Webb was home-schooled from 12. At 14, he had his first studio, in Lower Stuart St, which he still uses today.

In March 1992, when he was just 17, Webb was nominated by Metro magazine as New Zealand's most promising up-and-coming artist.

But his career really leapt into life in 1996, when he was 19, following his "Open Hang" exhibition at the Dunedin Public Art Gallery.

The same year he was the youngest of the New Zealand artists chosen to exhibit in the Asia-Pacific Triennial of Contemporary Art in Brisbane.

As a figurative painter reworking appropriated imagery, Webb has often been compared to the Neue Sachlichkeit, or "New Objectivity", artists in 1920s Germany, such as Otto Dix and George Grosz.

It is, perhaps, unsurprising then that Berlin is Webb's second home. He divides his time between Dunedin, Aramoana and Berlin.

He first moved to Germany in 1998, winning a Goethe Institute Fellowship in 2001 and exhibiting in Kunstraum Kreuzberg/Bethanien last year.

"I was living there at the end of Berlin's heyday, when everything was unregulated. There were illegal bars everywhere. It was mad, totally mad, but it was also a lot of fun."

Gow-Langsford Gallery director John Gow, who represents Webb in Auckland, says the artist's perceived abrasiveness is a result of him being "an independent thinker".
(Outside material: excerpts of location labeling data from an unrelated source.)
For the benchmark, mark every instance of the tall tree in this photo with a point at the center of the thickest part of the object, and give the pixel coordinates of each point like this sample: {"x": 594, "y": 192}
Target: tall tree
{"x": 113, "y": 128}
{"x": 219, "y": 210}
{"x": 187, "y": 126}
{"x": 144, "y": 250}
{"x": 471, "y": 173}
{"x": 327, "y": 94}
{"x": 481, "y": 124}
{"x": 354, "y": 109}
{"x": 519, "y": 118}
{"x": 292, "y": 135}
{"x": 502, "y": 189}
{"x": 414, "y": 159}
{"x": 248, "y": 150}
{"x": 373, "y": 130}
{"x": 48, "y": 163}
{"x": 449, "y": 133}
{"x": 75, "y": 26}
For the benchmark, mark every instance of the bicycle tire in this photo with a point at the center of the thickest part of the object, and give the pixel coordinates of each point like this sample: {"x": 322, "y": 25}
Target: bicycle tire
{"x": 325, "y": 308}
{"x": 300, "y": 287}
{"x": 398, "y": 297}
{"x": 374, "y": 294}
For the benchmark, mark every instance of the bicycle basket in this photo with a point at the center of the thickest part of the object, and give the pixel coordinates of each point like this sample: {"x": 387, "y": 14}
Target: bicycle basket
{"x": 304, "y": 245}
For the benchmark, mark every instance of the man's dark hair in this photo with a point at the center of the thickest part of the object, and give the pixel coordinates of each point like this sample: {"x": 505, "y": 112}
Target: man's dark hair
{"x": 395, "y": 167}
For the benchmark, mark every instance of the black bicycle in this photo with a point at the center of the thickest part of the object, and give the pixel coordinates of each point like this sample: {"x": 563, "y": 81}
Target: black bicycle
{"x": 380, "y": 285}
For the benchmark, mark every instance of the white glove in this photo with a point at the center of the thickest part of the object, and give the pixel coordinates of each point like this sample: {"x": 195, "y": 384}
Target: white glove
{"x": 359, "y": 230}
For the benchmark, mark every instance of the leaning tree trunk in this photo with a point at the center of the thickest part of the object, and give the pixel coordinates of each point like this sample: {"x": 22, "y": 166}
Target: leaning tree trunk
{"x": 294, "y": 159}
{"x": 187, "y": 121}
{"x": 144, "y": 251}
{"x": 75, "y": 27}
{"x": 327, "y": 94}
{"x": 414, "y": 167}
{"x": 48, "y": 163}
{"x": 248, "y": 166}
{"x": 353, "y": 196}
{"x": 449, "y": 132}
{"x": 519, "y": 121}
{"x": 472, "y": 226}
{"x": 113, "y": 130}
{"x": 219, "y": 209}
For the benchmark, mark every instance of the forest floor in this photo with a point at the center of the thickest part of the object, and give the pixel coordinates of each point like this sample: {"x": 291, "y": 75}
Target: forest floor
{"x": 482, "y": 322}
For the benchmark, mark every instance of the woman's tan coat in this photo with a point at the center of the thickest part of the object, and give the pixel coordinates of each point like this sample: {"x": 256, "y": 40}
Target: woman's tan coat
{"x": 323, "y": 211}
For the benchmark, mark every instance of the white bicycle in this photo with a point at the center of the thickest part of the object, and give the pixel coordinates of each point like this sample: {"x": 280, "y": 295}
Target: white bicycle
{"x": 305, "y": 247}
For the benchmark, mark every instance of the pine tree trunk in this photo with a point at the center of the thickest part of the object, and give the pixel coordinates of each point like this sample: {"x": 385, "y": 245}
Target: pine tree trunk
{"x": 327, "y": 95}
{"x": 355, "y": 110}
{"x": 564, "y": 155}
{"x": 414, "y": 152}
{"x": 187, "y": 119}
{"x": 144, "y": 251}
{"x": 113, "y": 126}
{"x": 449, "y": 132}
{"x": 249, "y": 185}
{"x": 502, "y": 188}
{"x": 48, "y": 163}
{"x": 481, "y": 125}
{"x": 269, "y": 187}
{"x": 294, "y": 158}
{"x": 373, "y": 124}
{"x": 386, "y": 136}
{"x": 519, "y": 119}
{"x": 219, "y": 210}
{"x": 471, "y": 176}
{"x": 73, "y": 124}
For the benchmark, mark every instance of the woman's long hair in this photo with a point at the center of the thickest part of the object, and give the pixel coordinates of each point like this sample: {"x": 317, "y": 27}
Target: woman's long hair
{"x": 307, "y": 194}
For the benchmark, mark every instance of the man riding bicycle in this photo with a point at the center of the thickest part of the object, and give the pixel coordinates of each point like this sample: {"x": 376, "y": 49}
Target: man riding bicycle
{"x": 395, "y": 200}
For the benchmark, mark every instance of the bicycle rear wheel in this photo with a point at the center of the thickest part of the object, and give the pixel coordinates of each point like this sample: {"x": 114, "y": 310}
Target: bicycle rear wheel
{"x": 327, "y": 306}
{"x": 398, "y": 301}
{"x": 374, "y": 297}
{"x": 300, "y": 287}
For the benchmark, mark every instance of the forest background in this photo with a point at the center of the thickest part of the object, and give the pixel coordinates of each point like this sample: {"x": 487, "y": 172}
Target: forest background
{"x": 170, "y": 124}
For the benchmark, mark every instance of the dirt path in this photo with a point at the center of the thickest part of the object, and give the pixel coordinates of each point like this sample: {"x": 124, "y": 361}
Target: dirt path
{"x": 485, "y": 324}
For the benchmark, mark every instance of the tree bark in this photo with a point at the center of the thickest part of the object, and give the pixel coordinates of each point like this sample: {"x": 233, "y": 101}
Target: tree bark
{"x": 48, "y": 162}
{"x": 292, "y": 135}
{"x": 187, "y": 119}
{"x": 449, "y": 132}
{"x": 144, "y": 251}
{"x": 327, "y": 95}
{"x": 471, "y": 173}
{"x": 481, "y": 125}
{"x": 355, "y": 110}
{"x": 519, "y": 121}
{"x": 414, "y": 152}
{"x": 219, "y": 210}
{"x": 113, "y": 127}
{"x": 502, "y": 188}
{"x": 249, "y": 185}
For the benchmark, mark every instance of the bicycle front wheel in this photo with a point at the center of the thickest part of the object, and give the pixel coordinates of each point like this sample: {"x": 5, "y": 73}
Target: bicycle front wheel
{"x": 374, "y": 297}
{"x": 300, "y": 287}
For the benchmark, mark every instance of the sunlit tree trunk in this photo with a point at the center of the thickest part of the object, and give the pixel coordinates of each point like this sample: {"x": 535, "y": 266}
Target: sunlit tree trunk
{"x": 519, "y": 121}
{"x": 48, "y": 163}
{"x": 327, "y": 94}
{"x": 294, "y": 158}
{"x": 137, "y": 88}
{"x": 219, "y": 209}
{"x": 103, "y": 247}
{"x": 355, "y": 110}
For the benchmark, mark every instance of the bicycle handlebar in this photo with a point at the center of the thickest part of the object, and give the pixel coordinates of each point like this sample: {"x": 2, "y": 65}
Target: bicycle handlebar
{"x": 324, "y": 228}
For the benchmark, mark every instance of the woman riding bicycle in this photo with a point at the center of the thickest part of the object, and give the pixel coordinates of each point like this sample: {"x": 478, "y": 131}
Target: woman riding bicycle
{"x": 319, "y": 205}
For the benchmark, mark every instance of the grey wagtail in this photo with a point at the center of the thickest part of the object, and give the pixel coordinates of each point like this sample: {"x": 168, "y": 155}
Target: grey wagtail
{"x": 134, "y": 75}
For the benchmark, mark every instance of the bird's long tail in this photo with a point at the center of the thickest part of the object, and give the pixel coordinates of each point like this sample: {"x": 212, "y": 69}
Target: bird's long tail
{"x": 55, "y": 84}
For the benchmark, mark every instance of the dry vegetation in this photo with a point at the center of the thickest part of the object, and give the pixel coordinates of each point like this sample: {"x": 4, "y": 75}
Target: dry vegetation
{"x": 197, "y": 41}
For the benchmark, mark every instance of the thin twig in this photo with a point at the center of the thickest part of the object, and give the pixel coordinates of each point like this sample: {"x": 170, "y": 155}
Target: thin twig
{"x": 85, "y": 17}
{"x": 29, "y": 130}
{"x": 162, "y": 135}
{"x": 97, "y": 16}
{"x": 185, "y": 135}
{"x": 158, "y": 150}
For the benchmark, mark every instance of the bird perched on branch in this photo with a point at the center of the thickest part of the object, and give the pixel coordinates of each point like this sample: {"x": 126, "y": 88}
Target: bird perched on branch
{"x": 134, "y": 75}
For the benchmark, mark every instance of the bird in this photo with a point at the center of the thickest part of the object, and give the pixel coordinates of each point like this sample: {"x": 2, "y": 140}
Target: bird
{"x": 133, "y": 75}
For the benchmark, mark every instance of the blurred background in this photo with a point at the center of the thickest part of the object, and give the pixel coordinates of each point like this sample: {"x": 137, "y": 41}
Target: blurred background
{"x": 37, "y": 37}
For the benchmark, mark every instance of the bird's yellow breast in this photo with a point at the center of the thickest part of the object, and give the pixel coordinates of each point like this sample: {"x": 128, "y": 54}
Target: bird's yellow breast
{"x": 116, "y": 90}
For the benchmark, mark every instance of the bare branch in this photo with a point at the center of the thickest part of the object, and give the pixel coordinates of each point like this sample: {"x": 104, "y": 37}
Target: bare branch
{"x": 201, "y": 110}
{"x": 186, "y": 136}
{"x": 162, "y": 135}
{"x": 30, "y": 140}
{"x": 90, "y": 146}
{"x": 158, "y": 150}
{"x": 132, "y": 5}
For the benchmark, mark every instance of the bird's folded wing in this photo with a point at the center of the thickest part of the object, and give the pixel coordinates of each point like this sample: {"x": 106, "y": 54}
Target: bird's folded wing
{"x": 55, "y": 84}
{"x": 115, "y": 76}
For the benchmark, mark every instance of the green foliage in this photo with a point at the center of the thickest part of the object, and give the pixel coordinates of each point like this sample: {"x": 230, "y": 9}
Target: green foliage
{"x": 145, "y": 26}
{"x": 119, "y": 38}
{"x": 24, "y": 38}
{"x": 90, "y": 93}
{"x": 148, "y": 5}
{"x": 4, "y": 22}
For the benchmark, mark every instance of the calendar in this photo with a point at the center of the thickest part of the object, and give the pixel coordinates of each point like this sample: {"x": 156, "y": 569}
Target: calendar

"There's a confidence and an air of expectancy which might upset some people, but I really like that about Ben. He has a kind of self-belief which is very self-assured," Gow says.

"He knows what's happening around the world, he knows what he's doing, he knows the quality of his work and is willing to back himself to a large degree."

Art writer and curator Peter Entwisle has known Webb since he was a child.

"I do think he's the last - or at least the latest but probably the last - of a certain line of New Zealand/Dunedin art historical descent which goes back to McCahon and beyond," Entwisle says.

"He's both proud of his art historical lineage but very anxious to be judged autonomously, which is entirely human and completely understandable.

"He is technically sophisticated. He is deeply informed about art history.He is visually intelligent. His work addresses universal human issues through strong emotion. It is risky, challenging, beautiful, cathartic.

"Ben puts me in mind of Jim Baxter, who burst upon the New Zealand literary scene at 17 already a highly sophisticated poet and went on from there."